I often find myself cleaning up crushed Cheerios on my floor for what feels like the hundredth time in a day. I wash clothes, only to see them get dirty the following day. I mop floors, and dirty little feet track in sand and mud a few minutes later. I can't seem to keep a window or a mirror free from grubby little handprints for longer than a few hours. Cleaning at my house means that I am cleaning up one part of the house while my children (usually the youngest) is off making a mess somewhere else.

Sometimes, the beautiful and tender mothering moments I mentioned before fade into the background and I get lost in the seemingly endless to-do list of each day. I have found myself tempted to think, "Is this really what I signed up for? Did I work so hard in my schooling so that I could spend my life chasing from one chore to the next?"

The Lord, however, has taught me something very important. A mother is not someone who cooks or cleans. A mother is not someone who does laundry and sweeps floors. A mother is not someone who runs a taxi service. A mother is not someone who pays the bills. Yes, these are all tasks that are involved (and important) in making and keeping a home. Often, these tasks do fall upon the shoulders of mothers. However, these are also tasks that need to be done whether or not there are children in the home.
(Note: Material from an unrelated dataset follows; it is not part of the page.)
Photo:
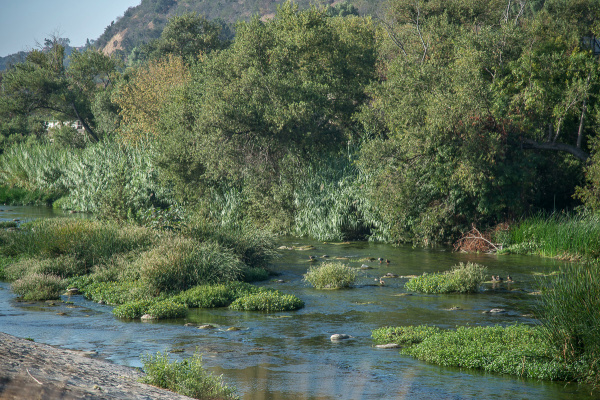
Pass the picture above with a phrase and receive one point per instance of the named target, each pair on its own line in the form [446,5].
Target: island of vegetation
[466,122]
Even if a man or woman lives alone, or if there are no children in the home, bills still need to be paid. The floors still need sweeping. Laundry and dishes still need to be done. When you take a step back, these are all just tasks in and of themselves. Being mother is a separate and sacred role.

A mother is the gateway between the pre-mortal world and Earth. And Satan is keenly aware of this. He knows that Heavenly Father's spirit children have no way to get here to Earth without a mother who is willing to sacrifice her own body to house a new life. Heavenly Father's plan for us is utterly dependent on mothers. What an amazing trust He has placed in us!

If that is not enough, He then entrusts us with the responsibility of loving, teaching, and guiding those children through this life and helping them return again to the God who gave them life. There are some women, for whatever reason, who are never able to have children. And this is where they come in! A woman's motherly influence reaches beyond simply her own children. All women have innate gifts given to her from God that are specific and special to women. Anytime a woman uses her innate, divine gifts to bless any of God's children, she is part of this marvelous plan. She is fulfilling her role as a mother in God's kingdom.

The magnificence in this is that the service given to us by others - mothers, fathers, sisters, brothers, friends - continues to live on inside of us. It shapes us and inspires us. And then it continues to bless others! Our own service and goodness blesses others that we never even meet. What a beautiful, tender miracle.

My heart is full today as I celebrate my motherhood. I am thankful for my mother and the many other women in my life who have shaped me and taught me. I know that as I continue on as a mother, I will still have moments where I want to pull my hair out. And although I do think my husband is quite handsome, I hope I don't give in because I don't think that hairstyle would look quite as good on me as it does on him!

I am thankful for the quiet whisperings of the Spirit. I am thankful that God inspired me to take a step back this week and let Him work in my thoughts.  It is empowering to know that all of this is so much bigger than crushed Cheerios, temper tantrums, or mountains of laundry. It is about you and me. It is about Him and us. I pray that my Father in Heaven can always help me see the big picture and let my innate gifts and divine role define me rather than all of the things that I am "getting done."